Creating time windows as demand "containers" helps to interpret demand over time

In [None]:
df["time_window"] = df["datetime"].apply(lambda x: math.floor(x.hour / 3) + 1)

In [None]:
dict_windows = {1: "00-03", 2: "03-06", 3: "06-09", 4: "09-12", 5: "12-15", 6: "15-18", 7: "18-21", 8: "21-24"}

In [None]:
df["time_window_str"] = df["time_window"].apply(lambda x: dict_windows.get(x))

In [None]:
dict_months = {1: "Jan", 2: "Feb", 3: "Mar", 4: "Apr", 5: "May", 6: "Jun",
               7: "Jul", 8: "Aug", 9: "Sep", 10: "Oct", 11: "Nov", 12: "Dec"}

In [None]:
df["day"] = df["datetime"].apply(lambda x: x.day)

In [None]:
df["month"] = df["datetime"].apply(lambda x: dict_months.get(x.month))

In [None]:
df["year"] = df["datetime"].apply(lambda x: x.year)

In [None]:
df["weekday"] = df["datetime"].apply(lambda x: x.weekday())

In [None]:
df.tail()

In [None]:
df.groupby("time_window_str").datetime.count()
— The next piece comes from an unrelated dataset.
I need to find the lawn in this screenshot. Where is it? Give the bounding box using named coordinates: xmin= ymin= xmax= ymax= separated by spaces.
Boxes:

### Overall accidents per time window for 2018 and 2019

In [None]:
fig01 = sns.countplot(data=df, x="time_window_str", palette="Greens")
fig01.set_title("Overall accidents per time window");

### Mean and median accidents per time window for 2018 and 2019

In [None]:
max_acc = pd.crosstab(df["time_window_str"], df["day"]).max(axis=1)
min_acc = pd.crosstab(df["time_window_str"], df["day"]).min(axis=1)
mean_acc = pd.crosstab(df["time_window_str"], df["day"]).mean(axis=1)
median_acc = pd.crosstab(df["time_window_str"], df["day"]).median(axis=1)

In [None]:
df_stats = pd.DataFrame([max_acc, min_acc, mean_acc, median_acc]).T
df_stats.columns = ["max", "min", "mean", "median"]
df_stats.reset_index(inplace=True)
df_stats.head()

In [None]:
fig = sns.barplot(data=df_stats, x="time_window_str", y="max", palette="Reds")
fig.set_title("Maximum amount of accidents per time window");

Note: Minimum cannot be 0 because then we also do not have a column ... need to fix that somehow

In [None]:
fig = sns.barplot(data=df_stats, x="time_window_str", y="min", palette="Reds")
fig.set_title("Minimum amount of accidents per time window");

In [None]:
fig = sns.barplot(data=df_stats, x="time_window_str", y="mean", palette="Reds")
fig.set_title("Mean of accidents per time window");

In [None]:
fig = sns.barplot(data=df_stats, x="time_window_str", y="median", palette="Reds")
fig.set_title("Median amount of accidents per time window");

### Overall accidents per month for 2018

Note: Avoid counting both first halfs (2018 & 2019)

In [None]:
fig02 = sns.countplot(data=df[df.year == 2018], x="month", palette="Blues")
fig02.set_title("Overall accidents per month");

## Accidents per weekday

In [None]:
fig03 = sns.countplot(data=df[df.year == 2018], x="weekday", palette="Greens")
fig03.set_title("Overall accidents per weekday");

### Time window per day

In [None]:
sns.catplot(x="time_window_str", col="weekday",data=df[df.year == 2018], kind="count", col_wrap=3, palette="Greens");

### Overall accidents per month and time window for 2018

In [None]:
sns.catplot(x="time_window_str", col="month",data=df[df.year == 2018], kind="count", col_wrap=3, palette="Greens");

### Overall accidents per month and day for 2018

In [None]:
sns.catplot(x="day", col="month",data=df[df.year == 2018], kind="count", col_wrap=3, palette="Blues");

Note: **It seems that we have missing data for some days.**

In [None]:
df_check = df[(df.month == "Sep") & (df.day > 20) & (df.day < 26)]
df_check

In [None]:
df_check.shape

We will have to create these non-existent rows and fill them with something ...

### To Do
* Create rows for non-existent time windows (merge with a template dataframe of time windows?)
* Fill these rows with some data to get better statistics